Maggie war da und wartete gegen einen Grabstein gelehnt. Sie war noch blasser geworden.
„Lass mich das machen!“ beharrte sie und langte nach der Metallstange.
„Ich mache das.“ Die Stange unter den Deckel geschoben, begann er zu hebeln. Das Quietschen der Nägel hallte durch die stille Nacht. Trotz Wind und Kälte betäubte der Geruch des Todes alle Sinne. Als der Deckel gelöst war, zögerte Nick noch einmal. Maggie trat neben ihn, griff um ihn herum und öffnete den Deckel.
Beide wichen einen Schritt zurück, aber nicht wegen des Gestanks.

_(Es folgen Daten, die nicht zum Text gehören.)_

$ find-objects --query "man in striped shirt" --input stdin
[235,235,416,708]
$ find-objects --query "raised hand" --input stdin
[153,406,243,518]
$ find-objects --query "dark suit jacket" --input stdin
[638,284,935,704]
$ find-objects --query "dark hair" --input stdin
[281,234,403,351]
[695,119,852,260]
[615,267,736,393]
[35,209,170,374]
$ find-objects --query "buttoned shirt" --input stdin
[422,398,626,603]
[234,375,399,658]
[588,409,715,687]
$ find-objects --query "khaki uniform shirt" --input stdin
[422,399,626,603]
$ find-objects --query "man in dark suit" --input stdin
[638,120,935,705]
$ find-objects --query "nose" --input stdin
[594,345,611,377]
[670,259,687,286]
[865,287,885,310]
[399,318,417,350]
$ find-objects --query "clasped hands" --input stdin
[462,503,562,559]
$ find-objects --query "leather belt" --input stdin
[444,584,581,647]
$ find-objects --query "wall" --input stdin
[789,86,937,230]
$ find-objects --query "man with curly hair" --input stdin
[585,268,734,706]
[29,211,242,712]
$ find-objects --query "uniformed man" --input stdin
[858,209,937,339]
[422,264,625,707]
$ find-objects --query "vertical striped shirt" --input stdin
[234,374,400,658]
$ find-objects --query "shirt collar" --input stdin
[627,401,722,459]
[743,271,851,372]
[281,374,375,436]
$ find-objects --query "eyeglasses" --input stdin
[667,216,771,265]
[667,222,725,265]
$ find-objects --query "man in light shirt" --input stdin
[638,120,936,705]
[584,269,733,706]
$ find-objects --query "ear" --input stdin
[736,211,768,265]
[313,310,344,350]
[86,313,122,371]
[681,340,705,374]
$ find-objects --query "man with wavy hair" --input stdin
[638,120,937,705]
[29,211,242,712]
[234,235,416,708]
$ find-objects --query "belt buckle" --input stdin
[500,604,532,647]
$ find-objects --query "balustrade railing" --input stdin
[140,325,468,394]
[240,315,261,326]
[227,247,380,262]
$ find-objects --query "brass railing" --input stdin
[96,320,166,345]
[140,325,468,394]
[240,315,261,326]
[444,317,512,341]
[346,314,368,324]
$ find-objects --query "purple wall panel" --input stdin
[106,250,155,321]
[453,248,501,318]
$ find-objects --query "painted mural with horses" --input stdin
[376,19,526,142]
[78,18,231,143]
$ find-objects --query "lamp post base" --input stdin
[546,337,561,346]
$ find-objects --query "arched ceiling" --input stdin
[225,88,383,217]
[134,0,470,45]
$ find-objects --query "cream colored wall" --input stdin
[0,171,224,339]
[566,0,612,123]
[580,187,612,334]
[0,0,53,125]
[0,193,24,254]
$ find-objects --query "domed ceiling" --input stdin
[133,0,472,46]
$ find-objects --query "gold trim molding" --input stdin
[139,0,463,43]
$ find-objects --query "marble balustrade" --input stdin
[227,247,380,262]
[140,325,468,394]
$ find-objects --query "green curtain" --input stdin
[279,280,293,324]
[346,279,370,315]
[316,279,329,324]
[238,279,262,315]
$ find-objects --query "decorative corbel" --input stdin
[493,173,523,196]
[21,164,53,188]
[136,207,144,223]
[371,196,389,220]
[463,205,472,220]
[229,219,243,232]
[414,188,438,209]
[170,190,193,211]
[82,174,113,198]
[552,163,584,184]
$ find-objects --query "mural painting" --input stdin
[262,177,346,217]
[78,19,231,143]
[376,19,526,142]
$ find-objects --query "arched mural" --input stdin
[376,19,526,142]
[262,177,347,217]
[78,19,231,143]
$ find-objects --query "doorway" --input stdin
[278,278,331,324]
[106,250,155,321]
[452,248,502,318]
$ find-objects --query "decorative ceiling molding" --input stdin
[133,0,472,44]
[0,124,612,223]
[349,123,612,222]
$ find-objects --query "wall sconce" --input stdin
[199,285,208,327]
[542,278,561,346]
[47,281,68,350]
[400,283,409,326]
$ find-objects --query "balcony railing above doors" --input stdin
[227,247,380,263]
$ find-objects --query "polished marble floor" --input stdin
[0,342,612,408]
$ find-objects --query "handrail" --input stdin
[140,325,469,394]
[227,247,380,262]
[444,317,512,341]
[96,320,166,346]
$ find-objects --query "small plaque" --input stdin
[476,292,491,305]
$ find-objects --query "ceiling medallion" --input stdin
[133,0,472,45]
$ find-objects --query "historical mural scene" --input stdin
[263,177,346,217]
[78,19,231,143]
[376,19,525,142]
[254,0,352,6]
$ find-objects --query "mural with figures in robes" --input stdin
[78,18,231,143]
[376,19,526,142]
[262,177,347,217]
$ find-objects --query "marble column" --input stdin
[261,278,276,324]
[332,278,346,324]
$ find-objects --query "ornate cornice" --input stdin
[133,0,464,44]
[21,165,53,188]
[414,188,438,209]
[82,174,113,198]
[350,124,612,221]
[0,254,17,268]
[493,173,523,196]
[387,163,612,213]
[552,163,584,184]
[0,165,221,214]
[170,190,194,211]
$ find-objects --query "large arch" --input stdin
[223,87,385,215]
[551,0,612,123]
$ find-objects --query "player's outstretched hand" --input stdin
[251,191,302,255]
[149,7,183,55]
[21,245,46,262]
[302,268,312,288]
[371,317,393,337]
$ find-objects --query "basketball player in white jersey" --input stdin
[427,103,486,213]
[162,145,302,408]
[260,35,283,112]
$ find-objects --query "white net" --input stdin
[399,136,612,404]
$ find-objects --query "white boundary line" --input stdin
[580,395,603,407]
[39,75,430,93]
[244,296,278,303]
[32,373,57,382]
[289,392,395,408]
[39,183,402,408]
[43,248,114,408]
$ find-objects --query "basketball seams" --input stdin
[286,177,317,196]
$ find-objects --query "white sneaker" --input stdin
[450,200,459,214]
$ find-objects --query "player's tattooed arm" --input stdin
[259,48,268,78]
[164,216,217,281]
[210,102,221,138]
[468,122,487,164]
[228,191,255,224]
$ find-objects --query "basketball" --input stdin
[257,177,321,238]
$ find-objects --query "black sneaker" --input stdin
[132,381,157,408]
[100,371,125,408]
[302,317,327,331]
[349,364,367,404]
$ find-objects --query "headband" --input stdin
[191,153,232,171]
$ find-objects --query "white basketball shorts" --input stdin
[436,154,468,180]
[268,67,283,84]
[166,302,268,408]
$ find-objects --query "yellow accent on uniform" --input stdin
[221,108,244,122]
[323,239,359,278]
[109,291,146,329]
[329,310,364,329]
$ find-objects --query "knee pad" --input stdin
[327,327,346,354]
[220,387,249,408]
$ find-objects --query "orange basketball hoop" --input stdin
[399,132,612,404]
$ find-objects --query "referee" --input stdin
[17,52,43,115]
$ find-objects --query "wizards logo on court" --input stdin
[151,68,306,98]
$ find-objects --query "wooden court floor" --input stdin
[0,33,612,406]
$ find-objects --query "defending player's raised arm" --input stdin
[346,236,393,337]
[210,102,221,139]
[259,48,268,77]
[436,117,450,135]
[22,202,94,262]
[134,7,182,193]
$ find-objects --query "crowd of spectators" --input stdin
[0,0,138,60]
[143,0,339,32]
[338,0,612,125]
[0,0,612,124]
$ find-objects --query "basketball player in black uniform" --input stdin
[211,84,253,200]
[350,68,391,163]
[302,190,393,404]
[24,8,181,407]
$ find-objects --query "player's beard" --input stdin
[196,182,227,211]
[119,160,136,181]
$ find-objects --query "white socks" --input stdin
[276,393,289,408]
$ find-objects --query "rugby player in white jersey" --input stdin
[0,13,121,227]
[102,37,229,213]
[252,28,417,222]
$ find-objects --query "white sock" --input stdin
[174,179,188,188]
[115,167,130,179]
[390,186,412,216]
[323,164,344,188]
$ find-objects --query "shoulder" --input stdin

Sorgfältig in ein weißes Tuch gewickelt, lag dort der kleine Körper von Matthew Tanner.
93. KAPITEL
Timmy konnte nicht weglaufen und sich nicht verstecken. Er schlitterte das Ufer hinunter zum Wasser. Konnte er den Fluss überqueren oder sich flussabwärts treiben lassen? Er prüfte das Wasser, das gurgelnd an ihm vorbeiraste. Die Strömung war zu stark und reißend, das Wasser viel zu kalt.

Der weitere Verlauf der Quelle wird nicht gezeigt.